User segmentation (novice vs heavy)
- Example operational definitions (tune to your context):
- Novice: install age ≤ 7 days or cumulative active days ≤ 3; low session count and short dwell time.
- Heavy: top decile/quartile of weekly sessions or daily dwell time; or RFM-based thresholds.
- Distributional differences:
- Novice: shorter sessions, lower feature reach, higher variance day-to-day (learning phase).

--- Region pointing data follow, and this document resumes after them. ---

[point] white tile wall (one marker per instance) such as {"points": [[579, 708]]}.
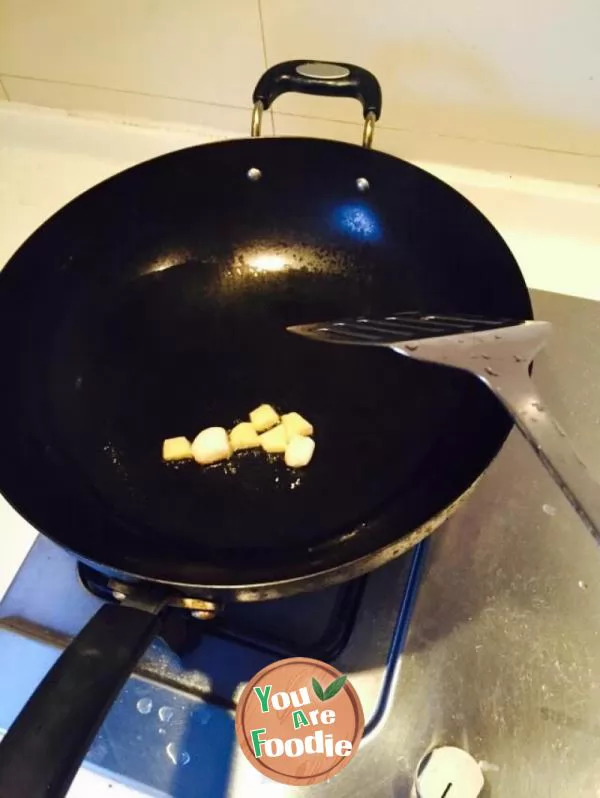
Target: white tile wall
{"points": [[514, 72], [429, 148], [511, 85], [183, 49], [225, 120]]}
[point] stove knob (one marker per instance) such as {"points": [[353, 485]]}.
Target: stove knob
{"points": [[448, 772]]}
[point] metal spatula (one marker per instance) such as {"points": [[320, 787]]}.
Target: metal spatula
{"points": [[499, 352]]}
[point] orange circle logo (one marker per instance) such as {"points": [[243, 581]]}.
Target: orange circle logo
{"points": [[299, 721]]}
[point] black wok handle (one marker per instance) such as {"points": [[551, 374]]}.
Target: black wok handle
{"points": [[325, 78], [43, 749]]}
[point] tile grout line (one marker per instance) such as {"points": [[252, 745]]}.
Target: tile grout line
{"points": [[325, 119], [265, 57], [126, 91]]}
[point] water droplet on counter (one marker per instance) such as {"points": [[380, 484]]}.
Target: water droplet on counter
{"points": [[166, 714], [144, 706], [176, 756]]}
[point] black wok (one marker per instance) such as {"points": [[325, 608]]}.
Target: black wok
{"points": [[154, 305]]}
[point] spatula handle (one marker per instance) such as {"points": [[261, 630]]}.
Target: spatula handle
{"points": [[549, 441]]}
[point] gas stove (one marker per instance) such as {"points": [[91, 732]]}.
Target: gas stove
{"points": [[171, 730]]}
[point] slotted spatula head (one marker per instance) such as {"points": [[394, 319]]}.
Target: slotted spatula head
{"points": [[481, 345], [398, 328]]}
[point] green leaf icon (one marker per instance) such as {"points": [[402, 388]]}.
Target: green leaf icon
{"points": [[318, 690], [334, 688]]}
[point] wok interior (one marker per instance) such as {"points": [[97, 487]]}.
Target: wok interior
{"points": [[156, 306]]}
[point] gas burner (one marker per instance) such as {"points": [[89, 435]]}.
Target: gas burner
{"points": [[267, 631], [171, 730]]}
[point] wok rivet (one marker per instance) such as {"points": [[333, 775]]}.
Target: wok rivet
{"points": [[203, 615]]}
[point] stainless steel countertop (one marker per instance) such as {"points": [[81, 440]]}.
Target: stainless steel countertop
{"points": [[503, 652]]}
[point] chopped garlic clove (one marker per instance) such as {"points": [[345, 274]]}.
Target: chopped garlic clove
{"points": [[299, 451], [211, 445], [177, 449], [275, 440], [263, 418], [295, 424], [243, 436]]}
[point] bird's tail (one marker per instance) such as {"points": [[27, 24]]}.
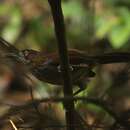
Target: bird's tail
{"points": [[115, 57]]}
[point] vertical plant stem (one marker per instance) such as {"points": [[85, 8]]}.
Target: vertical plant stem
{"points": [[64, 62]]}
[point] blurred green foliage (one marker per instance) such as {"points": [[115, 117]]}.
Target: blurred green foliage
{"points": [[28, 24]]}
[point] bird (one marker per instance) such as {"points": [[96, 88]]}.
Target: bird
{"points": [[47, 68]]}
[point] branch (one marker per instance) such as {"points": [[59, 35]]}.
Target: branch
{"points": [[62, 46]]}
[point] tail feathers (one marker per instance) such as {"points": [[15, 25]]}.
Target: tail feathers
{"points": [[112, 58]]}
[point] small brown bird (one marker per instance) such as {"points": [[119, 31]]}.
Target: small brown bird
{"points": [[47, 67]]}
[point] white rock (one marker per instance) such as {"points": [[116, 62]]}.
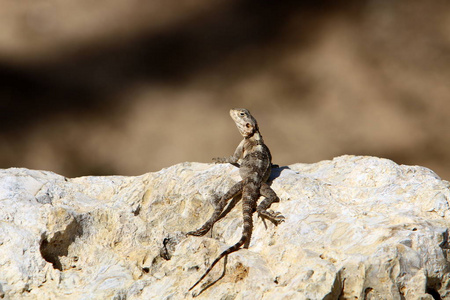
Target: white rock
{"points": [[356, 228]]}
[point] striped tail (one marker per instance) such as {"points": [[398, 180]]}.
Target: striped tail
{"points": [[245, 239]]}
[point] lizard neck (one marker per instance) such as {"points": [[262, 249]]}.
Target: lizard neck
{"points": [[256, 136]]}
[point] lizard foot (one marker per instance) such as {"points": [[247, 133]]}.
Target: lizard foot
{"points": [[219, 160], [273, 216]]}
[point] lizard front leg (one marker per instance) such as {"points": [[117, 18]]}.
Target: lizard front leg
{"points": [[235, 189], [262, 209]]}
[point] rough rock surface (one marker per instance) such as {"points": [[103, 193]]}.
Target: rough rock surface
{"points": [[356, 227]]}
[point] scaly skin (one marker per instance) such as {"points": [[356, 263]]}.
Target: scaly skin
{"points": [[255, 167]]}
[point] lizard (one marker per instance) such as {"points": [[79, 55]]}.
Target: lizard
{"points": [[255, 164]]}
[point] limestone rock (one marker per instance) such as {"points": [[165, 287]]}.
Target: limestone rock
{"points": [[356, 228]]}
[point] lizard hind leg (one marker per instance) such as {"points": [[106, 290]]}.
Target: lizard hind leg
{"points": [[217, 214], [263, 208]]}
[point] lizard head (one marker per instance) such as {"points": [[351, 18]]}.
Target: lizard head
{"points": [[245, 122]]}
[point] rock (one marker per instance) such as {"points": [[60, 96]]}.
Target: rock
{"points": [[356, 227]]}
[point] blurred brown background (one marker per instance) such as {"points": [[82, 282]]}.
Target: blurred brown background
{"points": [[127, 87]]}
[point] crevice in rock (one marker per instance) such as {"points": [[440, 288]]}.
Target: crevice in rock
{"points": [[58, 245]]}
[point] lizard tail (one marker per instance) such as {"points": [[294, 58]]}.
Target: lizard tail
{"points": [[246, 235], [232, 249]]}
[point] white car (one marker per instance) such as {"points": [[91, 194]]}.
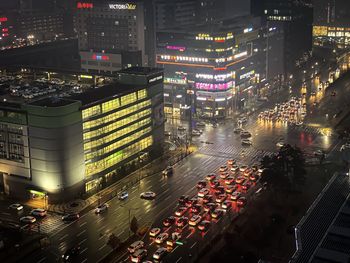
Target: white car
{"points": [[160, 253], [38, 212], [246, 142], [203, 192], [154, 231], [101, 208], [135, 246], [148, 195], [27, 219], [162, 237], [195, 220], [17, 207]]}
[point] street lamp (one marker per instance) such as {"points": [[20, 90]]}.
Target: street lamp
{"points": [[129, 210]]}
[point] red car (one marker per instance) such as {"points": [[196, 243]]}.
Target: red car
{"points": [[183, 221], [241, 201], [181, 211], [169, 221]]}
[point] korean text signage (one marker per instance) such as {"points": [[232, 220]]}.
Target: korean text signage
{"points": [[126, 6]]}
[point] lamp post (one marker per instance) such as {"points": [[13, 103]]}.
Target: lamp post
{"points": [[129, 211]]}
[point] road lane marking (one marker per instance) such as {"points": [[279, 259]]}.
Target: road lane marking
{"points": [[81, 252], [104, 245], [41, 260], [63, 237], [82, 241], [82, 232]]}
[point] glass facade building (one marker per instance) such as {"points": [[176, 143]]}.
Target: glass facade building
{"points": [[68, 146]]}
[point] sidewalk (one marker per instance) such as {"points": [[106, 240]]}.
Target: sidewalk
{"points": [[82, 206]]}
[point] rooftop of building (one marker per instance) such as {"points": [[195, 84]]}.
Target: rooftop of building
{"points": [[20, 89]]}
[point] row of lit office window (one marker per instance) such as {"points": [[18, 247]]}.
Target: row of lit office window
{"points": [[115, 125], [115, 158], [114, 104], [95, 143], [117, 144]]}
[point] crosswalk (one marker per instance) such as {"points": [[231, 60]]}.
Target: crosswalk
{"points": [[247, 155]]}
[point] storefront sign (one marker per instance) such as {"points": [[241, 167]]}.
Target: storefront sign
{"points": [[126, 6]]}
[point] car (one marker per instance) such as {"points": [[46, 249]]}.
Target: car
{"points": [[220, 198], [245, 134], [235, 196], [71, 253], [237, 130], [226, 204], [230, 189], [101, 208], [253, 177], [219, 190], [175, 236], [241, 201], [154, 231], [27, 219], [217, 213], [183, 199], [17, 207], [168, 171], [211, 177], [207, 199], [224, 175], [223, 168], [39, 212], [319, 153], [246, 142], [70, 217], [135, 246], [234, 168], [214, 184], [181, 211], [162, 237], [192, 201], [160, 253], [182, 221], [230, 180], [246, 185], [196, 209], [210, 207], [138, 255], [148, 195], [242, 168], [195, 219], [231, 162], [204, 225], [169, 221], [201, 184], [123, 195]]}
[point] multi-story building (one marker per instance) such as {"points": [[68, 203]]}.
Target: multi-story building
{"points": [[294, 19], [171, 13], [115, 35], [65, 145], [331, 28], [219, 66]]}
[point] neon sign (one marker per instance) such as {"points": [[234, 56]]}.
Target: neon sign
{"points": [[176, 48], [123, 6], [81, 5], [100, 57]]}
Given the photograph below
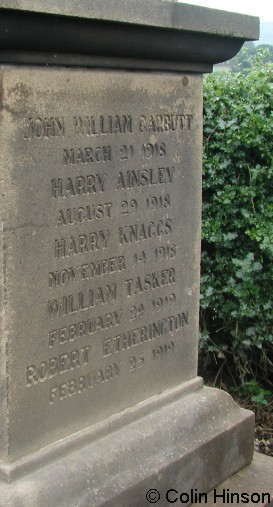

Dwell time often unimodal with a short-session peak.
- Heavy: pronounced heavy tails in dwell time and usage counts; higher feature reach; more stable activity patterns but larger outliers.
- Modeling:
- Mixture models (e.g., two-component log-normal for dwell time) reflect segment heterogeneity.
- Include segment as a random/fixed effect when comparing versions to avoid compositional bias.
Version and date dimensions
- Temporal patterns:
- Weekly seasonality (weekday/weekend), monthly cycles, campaign spikes, holidays.
- Structural breaks at releases; evaluate pre/post windows to attribute shifts.
- Version effects:
- Treat version as a categorical factor or hierarchical level; consider rollout fraction (staged releases).
- Use cohorting by install-date to separate composition changes from version treatment effects.
- Recommended modeling:
- Panel models with date fixed effects and version random/fixed effects for DAU/reach.
- Time-series with regressors: ARIMA/ETS or BSTS with release dummies for DAU.
- Distributional comparison: eCDF, KS/AD tests, quantile regression to detect shifts beyond the mean.
Diagnostics and data quality
- Sessionization rules: confirm inactivity timeout and foreground/background definitions.
- Bot/fraud filters: identify anomalous ultra-high session counts or durations.
- Missing/late events: quantify skew from delayed logging; use lag-adjusted windows for funnels.
- Metric stability: track p95–p99 volatility; apply robust methods (median, MAD) for alerting.
Reporting checklist per date×version
- DAU: count, variance/mean ratio, weekday effect, changepoints.
- Time on app: session-level and user-day level median/IQR/p90/p99; fitted distribution family and GOF.
- Feature reach: proportion with intervals; zero-inflation indicators; usage count distribution.
- Funnel: per-step conversion with intervals; end-to-end conversion; stepwise lifts vs previous version.
- Segments: split all above by novice/heavy; compare distributional shifts; note composition shares.
Key takeaways
- Expect overdispersed counts (Negative Binomial) for DAU and zero-inflated counts for feature usage.
- Expect right-skew and heavy tails for dwell time; log-normal/Gamma fits are standard, often with mixtures across user segments.
- Use Beta/Beta-Binomial families for reach and funnel conversion, with hierarchical modeling to stabilize small cohorts.
- Always stratify by version and date, and control for segment composition to avoid misleading lifts.